La città di Torino è stata, in questi giorni, ufficialmente nominata come sede dell’Istituto Italiano per l’Intelligenza Artificiale (I3A). Torino diventa così il punto di raccolta delle più promettenti realtà italiane e internazionali che potranno disporre di un capitale annuo di oltre 80 milioni di euro collaborando con le principali strutture per la ricerca e università.

L’Istituto Italiano per l’Intelligenza Artificiale tratterà tematiche come la robotica, l’Internet delle cose (IOT), l’aerospazio, la digital humanities, miscelandole per rendere migliore il nostro mondo e l’approccio con la tecnologia.
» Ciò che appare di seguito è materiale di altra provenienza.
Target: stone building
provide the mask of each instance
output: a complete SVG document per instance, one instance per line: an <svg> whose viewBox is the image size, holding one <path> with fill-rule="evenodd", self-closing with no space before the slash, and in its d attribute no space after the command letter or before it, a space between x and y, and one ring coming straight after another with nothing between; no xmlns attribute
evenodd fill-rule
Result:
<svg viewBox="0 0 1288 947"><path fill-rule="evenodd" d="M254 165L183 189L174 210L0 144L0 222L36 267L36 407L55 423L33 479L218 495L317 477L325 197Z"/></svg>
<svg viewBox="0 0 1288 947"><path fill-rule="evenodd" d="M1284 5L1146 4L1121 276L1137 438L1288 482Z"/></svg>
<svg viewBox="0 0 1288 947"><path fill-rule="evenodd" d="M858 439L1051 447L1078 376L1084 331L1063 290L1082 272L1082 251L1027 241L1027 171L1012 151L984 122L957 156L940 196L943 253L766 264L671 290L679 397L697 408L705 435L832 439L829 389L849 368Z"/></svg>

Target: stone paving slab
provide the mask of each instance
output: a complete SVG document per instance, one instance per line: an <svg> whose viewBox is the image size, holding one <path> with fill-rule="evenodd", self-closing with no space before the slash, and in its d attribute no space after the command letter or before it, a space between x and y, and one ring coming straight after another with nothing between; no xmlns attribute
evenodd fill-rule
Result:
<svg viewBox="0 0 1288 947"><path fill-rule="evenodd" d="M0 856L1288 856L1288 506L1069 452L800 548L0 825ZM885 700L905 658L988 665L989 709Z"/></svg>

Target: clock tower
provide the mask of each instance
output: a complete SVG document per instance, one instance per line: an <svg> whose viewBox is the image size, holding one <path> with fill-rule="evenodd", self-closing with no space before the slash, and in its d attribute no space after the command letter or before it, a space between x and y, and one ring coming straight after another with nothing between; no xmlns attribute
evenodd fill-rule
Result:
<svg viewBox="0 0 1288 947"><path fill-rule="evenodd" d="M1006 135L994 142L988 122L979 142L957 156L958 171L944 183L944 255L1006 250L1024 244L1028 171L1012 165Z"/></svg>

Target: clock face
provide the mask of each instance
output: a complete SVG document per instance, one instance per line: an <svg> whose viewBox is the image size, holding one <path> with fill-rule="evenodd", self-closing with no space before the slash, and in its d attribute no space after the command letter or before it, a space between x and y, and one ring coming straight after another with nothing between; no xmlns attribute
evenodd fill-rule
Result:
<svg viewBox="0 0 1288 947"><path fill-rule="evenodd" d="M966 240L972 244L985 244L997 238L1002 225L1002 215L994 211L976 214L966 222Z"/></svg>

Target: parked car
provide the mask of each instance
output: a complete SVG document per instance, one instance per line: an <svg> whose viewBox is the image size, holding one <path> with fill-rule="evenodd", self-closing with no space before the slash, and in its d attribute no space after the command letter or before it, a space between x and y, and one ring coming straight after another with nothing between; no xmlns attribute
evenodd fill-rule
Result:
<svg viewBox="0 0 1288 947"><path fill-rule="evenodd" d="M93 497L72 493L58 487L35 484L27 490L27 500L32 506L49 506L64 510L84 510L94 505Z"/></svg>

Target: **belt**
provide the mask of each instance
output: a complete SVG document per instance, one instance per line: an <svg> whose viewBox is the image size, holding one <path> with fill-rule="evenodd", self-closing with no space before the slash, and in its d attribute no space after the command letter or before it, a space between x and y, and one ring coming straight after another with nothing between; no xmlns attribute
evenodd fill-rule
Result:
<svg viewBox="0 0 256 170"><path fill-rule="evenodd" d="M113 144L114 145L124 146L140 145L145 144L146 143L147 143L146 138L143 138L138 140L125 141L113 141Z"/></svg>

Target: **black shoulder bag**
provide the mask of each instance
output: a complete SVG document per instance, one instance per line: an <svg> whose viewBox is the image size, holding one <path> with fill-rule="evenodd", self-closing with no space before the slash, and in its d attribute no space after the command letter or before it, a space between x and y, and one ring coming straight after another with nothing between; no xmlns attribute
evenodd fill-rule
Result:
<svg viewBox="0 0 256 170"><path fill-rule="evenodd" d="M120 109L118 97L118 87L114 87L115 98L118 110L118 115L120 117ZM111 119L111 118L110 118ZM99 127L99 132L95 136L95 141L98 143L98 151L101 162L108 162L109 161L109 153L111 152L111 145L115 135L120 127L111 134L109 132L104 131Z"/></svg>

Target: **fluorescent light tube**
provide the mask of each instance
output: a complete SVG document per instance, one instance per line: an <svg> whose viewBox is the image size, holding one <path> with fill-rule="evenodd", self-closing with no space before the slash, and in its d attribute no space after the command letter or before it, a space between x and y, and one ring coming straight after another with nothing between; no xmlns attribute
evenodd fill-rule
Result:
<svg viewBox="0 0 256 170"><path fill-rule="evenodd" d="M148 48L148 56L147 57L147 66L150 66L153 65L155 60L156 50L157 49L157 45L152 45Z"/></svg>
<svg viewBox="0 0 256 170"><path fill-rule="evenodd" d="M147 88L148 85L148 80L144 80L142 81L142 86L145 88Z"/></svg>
Allo stesso tempo la città di Milano non resta a guardare e si candida a diventare il terzo polo del Tribunale Europeo dei Brevetti dopo Monaco e Parigi. La struttura, se insediata nel capoluogo lombardo, si occuperebbe di concedere i brevetti per tutta l’Europa.

Si prospetta quindi un rafforzamento del predominio della zona nord-ovest del nostro Paese sui temi dell’innovazione e della digitalizzazione dove la speranza è quella di riuscire ad innescare una reazione a catena in tutta Italia per permetterci di aumentare il livello di competitività con il resto dell’Europa.